Houghton sits perfectly at ease in the waiting area while the blood drive busily continues behind him. He has a grin on his face the whole time.

“I’ve always had the idea of doing it, but I never pulled the trigger, you know,” he says. “Then my wife talked about having kids, and I thought, ‘Oh my God! I have to do this first.'”

He shrugs when asked what he wants to do there: writer, actor, comedian. He said he hopes to do stand-up comedy, get an agent and ultimately make it onto a TV show.

“The first week I’ll try to get sun just so I’ll look normal. I won’t even try to be tan,” he says with a smirk. “My biggest goal of this thing – become less pale.”

The first few weeks in L.A. he plans to just try to survive, Houghton said. This will be the first time he tries to establish his comedy career before finding a job that includes helping people.

“I’ve always wanted to do something that helps people and always wanted to do comedy,” Houghton says. “It’s been a great fit for me to be able to do both things here (in Springfield).”His favorite blood drive by far is the one he manages for MSU every semester, he said. MSU’s public affairs mission lends itself to making the blood drive a big deal.”It’s a pretty remarkable thing,” he says. “Like, if 100 students donate, it saves 300 lives, and they only get a T-shirt from it. It shows they’re really here to help others.”

MSU’s blood drives have really grown over the years to something big, he said.

When he started they were lucky to have 300 donations per semester. Last semester the blood drive collected almost 2,000 donations. He says he’s hoping to collect 1,300 donations this blood drive to make it 3,000 so he can go out with a bang.

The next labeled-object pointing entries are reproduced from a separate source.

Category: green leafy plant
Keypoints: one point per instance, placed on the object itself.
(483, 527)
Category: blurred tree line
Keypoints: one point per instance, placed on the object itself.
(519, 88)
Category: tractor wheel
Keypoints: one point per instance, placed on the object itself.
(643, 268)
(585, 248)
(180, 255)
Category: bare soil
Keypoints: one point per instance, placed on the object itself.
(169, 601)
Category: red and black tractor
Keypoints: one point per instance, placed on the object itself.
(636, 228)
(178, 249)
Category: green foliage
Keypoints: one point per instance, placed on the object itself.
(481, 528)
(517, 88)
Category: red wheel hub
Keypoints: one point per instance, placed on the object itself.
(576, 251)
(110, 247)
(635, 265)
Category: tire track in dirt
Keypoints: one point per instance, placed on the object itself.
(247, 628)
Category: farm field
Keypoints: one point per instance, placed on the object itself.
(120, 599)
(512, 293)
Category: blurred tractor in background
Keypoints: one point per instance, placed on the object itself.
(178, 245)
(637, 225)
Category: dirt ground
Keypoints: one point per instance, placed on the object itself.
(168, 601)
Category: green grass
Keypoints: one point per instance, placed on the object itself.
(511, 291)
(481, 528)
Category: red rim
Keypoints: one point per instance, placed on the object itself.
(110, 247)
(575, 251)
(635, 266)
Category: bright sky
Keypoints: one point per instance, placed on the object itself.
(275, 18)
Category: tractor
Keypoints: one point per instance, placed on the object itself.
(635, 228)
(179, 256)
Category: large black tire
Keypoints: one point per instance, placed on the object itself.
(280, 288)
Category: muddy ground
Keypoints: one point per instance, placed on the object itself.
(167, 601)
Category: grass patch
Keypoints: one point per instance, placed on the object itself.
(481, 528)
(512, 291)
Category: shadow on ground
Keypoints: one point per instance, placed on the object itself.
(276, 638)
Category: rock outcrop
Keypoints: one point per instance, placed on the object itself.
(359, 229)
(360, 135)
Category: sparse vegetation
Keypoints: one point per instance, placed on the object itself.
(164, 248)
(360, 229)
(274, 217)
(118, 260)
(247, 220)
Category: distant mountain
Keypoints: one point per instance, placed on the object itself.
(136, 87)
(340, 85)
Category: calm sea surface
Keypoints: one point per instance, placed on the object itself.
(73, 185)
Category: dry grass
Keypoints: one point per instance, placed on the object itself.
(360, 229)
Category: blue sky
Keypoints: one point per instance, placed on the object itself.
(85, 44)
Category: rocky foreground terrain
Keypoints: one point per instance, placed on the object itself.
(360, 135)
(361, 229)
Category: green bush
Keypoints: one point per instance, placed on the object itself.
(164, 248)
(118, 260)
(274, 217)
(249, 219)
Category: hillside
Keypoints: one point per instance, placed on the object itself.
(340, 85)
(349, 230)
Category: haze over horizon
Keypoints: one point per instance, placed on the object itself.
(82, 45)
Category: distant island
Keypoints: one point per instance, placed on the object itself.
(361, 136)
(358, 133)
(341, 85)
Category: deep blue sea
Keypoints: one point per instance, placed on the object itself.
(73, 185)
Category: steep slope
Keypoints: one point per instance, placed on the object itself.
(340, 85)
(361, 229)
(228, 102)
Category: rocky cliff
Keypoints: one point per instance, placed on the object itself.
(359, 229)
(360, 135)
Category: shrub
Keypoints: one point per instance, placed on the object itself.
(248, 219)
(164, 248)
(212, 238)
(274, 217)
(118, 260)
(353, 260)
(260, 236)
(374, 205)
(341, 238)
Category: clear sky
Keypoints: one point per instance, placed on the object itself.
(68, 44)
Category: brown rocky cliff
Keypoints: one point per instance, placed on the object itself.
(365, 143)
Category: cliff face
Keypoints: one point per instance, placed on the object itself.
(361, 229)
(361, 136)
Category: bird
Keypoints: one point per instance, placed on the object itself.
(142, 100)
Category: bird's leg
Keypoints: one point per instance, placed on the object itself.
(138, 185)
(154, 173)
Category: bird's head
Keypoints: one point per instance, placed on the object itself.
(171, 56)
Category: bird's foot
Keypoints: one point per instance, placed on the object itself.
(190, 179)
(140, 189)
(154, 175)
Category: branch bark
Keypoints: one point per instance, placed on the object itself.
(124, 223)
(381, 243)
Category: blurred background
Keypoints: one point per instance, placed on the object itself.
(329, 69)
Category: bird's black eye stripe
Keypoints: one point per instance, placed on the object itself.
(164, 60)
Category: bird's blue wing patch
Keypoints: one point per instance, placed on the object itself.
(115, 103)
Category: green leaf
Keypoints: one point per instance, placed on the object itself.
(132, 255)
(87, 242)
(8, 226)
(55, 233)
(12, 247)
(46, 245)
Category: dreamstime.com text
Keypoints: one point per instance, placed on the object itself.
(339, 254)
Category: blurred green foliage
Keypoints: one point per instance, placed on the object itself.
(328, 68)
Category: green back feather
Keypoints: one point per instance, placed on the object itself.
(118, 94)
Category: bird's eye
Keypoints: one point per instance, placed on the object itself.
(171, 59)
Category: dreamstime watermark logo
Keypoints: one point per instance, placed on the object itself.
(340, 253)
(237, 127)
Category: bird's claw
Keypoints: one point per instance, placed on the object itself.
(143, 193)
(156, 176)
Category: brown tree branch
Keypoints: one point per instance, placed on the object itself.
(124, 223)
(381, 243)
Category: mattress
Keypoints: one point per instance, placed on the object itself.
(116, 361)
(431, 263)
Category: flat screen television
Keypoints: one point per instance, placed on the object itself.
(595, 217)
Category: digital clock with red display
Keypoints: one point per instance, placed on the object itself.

“I’ll miss the community,” Houghton says. “I feel really connected to Springfield and the community. I’ll miss MSU’s students. Can I miss 20,000 people when I don’t even know most of them? It sounds really cheesy.”

He says he’s not sure what pushes him to try to do all these different things. He has always had all kinds of ideas that run through his head.

“A few years ago I figured out that, if I have an idea, I can do it,” Houghton says. “I used to have lots of ideas but never did them. Now if I think it, I just go do it.”

Now, he’s ready to try this idea and “just go do it” in Hollywood. He has been training his replacement for CBCO, and his days in Springfield are coming to a close.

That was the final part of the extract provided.